TIMING WRONG FOR DRAWDOWN OF CRUDE FROM SPR

Now is the worst time in the history of the world for the US government to market crude oil from strategic storage. Yet Vice-Pres. Al Gore wants to do precisely that.

Now is the worst time in the history of the world for the US government to market crude oil from strategic storage. Yet Vice-Pres. Al Gore wants to do precisely that.

During a campaign stop at a heating oil distributor in St. Mary's County, Md., Sept. 21, Gore proposed a phased drawdown from the Strategic Petroleum Reserve via a series of swaps of 5 million bbl each.

He said the swaps would increase volumes of heating oil available for winter.

He's wrong about that. And he's wrong about tapping the SPR.

The market needs more crude oil than is available now, to be sure. But it needs crude for storage, not distillation towers of refineries.

Especially in the US, distillation capacity is fully utilized. Refiners can't run crude much faster than they are at present. So more crude won't mean more heating oil.

Gore is ignoring a very important stress on the market: a processing bottleneck.

More crude might indeed ease crude prices and help replenish inventories of raw material. But under current conditions more crude via an SPR draw would be largely just a transfer from government to commercial storage. Because of the processing bottleneck and low product stocks, the effects on availability and price of heating oil this winter would be negligible.

What is more, the market can work its way through this shortage. It is already doing so. But the adjustment is vulnerable to upset because of the low volumes in storage.

One potential upset was described here last week: a politically inspired production cut by Iraq. The SPR is supposed to defend the US against that type of mischief, not against a market swing, however extreme it is. The tight market increases Iraq's leverage.
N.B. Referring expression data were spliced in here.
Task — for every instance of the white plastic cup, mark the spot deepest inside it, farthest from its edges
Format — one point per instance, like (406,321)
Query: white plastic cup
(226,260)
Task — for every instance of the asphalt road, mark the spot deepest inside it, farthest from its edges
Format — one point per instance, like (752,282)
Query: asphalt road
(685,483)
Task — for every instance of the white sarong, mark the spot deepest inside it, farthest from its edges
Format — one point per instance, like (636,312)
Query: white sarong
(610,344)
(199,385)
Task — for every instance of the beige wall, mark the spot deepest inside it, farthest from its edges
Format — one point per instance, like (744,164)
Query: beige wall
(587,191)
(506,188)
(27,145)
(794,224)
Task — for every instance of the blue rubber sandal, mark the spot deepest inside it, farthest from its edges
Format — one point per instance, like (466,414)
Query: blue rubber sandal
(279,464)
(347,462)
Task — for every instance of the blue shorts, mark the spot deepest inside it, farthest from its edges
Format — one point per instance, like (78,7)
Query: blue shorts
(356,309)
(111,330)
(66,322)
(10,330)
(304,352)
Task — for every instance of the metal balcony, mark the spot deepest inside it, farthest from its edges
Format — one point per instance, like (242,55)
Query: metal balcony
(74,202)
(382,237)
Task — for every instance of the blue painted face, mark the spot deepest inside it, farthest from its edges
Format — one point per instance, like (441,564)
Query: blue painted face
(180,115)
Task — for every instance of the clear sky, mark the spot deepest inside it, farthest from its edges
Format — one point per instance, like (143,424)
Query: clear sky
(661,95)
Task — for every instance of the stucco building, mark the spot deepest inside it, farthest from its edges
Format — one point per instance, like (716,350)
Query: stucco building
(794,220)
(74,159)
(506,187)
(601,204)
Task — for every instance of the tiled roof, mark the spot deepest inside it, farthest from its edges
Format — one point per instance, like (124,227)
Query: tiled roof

Two things discourage a maverick producer such as Iraq from resorting to such mischief. One of them is idle production capacity elsewhere-now mostly in Saudi Arabia. The other is crude hoarded for the express purpose of offsetting voids that occur for reasons beyond the market.

SPR is supposed to fill the latter role. A premature drawdown blunts the weapon.

A disadvantage of SPR has always been the temptation to use it for domestic political purposes. Gore's proposal makes the threat real.

An SPR draw would of course look to some voters like decisive response to an issue of legitimate popular concern.

In fact, it would amount to a purposeless expenditure of strategic defense just when a real strategic hazard loomed into view.